Frank Abrams, a lawyer who picked up the old photograph at Smiley's Flea Market a few years ago, is now working to authenticate the image of
five cowboys with cigars and whiskey bottles, according to the Asheville Citizen-Times. Only two other photos purporting to feature the man born as Henry McCarty, alias William H. Bonney or Billy the Kid, have been authenticated, the newspaper noted.
One Billy the Kid photo that was sold at a Fresno, California, junk shop five years ago for $2 was later estimated to be worth
$5 million, experts told the Los Angeles Times in October. The second one, a 2-by-3-inch tintype taken at Ft. Sumner in New Mexico Territory in 1880, was sold for $2.3 million in 2010.
When he heard about the discovery of the latest Billy the Kid photo in October, it caused him to take a harder look at the tintype he purchased at Smiley's in 2012, Abrams told the Citizen-Times.
“This could be one of the most famous photos in American history. It could belong in the Metropolitan Museum,” he said.
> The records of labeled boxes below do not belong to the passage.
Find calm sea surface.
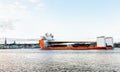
[0,48,120,72]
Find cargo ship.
[39,34,114,50]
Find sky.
[0,0,120,41]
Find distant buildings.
[0,38,39,49]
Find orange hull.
[41,46,113,50]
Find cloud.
[0,20,14,31]
[29,0,38,3]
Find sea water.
[0,48,120,72]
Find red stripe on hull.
[42,46,113,50]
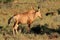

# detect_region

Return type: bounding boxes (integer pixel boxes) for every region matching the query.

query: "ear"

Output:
[31,6,34,9]
[38,6,40,9]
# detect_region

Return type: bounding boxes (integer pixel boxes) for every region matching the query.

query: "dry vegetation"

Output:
[0,0,60,40]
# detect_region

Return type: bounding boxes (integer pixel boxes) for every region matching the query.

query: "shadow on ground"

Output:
[31,24,60,35]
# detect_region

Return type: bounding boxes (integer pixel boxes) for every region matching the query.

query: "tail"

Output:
[8,16,13,25]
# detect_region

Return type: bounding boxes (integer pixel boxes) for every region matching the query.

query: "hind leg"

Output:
[27,24,30,33]
[13,22,18,35]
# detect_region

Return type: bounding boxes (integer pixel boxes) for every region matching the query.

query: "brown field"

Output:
[0,0,60,40]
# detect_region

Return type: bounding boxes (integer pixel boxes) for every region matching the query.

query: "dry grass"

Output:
[0,0,60,40]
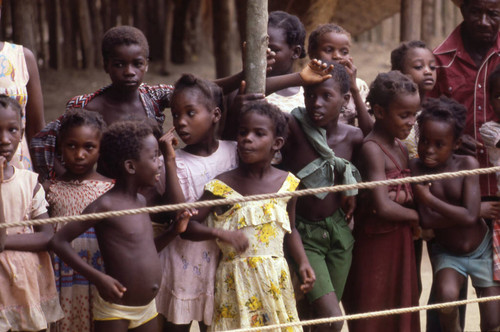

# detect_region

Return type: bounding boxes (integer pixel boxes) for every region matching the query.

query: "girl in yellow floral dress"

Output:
[185,101,315,331]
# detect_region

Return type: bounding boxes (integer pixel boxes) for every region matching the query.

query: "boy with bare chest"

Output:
[410,97,500,331]
[281,64,363,330]
[51,122,189,331]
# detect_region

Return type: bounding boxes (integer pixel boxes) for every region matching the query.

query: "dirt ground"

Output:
[40,43,479,331]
He believes one of the cowboys standing in the back of the group bears a strong resemblance to Billy the Kid, so much so that he is having experts conduct facial recognition studies on it.
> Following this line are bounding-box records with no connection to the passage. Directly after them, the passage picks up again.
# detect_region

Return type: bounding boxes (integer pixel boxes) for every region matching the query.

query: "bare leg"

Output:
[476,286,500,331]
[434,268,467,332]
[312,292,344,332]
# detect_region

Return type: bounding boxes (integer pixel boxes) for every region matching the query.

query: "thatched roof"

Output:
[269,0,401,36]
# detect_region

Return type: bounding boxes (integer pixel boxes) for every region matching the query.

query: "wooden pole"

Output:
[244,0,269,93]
One person who saw the photo is Tim Sweet, owner of the Billy the Kid Museum in Lincoln, New Mexico. He told the Citizen-Times that there is at least one famous man in the picture.
"That's definitely Pat Garrett on the end," Sweet said, identifying Billy the Kid's former friend-turned-sheriff who was credited with killing the outlaw in 1881 at
Maxwell Ranch in New Mexico, according to History.com. "I'm not sure who the others are."
Abrams told the Albuquerque Journal in December that he believes the picture was taken Jan. 14, 1880, at the weddings of Garrett to Apolinaria Gutierrez and Barney Mason to Juana Madril.
Mason could be the man in the center of the photo, Abrams said. Mason used to steal cattle with Billy the Kid, according to the Journal.
"If I'm right, this will be the only known picture of Billy the Kid with Pat Garrett," Abrams said.
Arizona State University historian Robert J. Stahl told the Journal that there's little scientific evidence available to prove or disprove Abrams' claim about his picture, beyond the evidence that the tintypes used for photographs from the 1850s through the 1880s.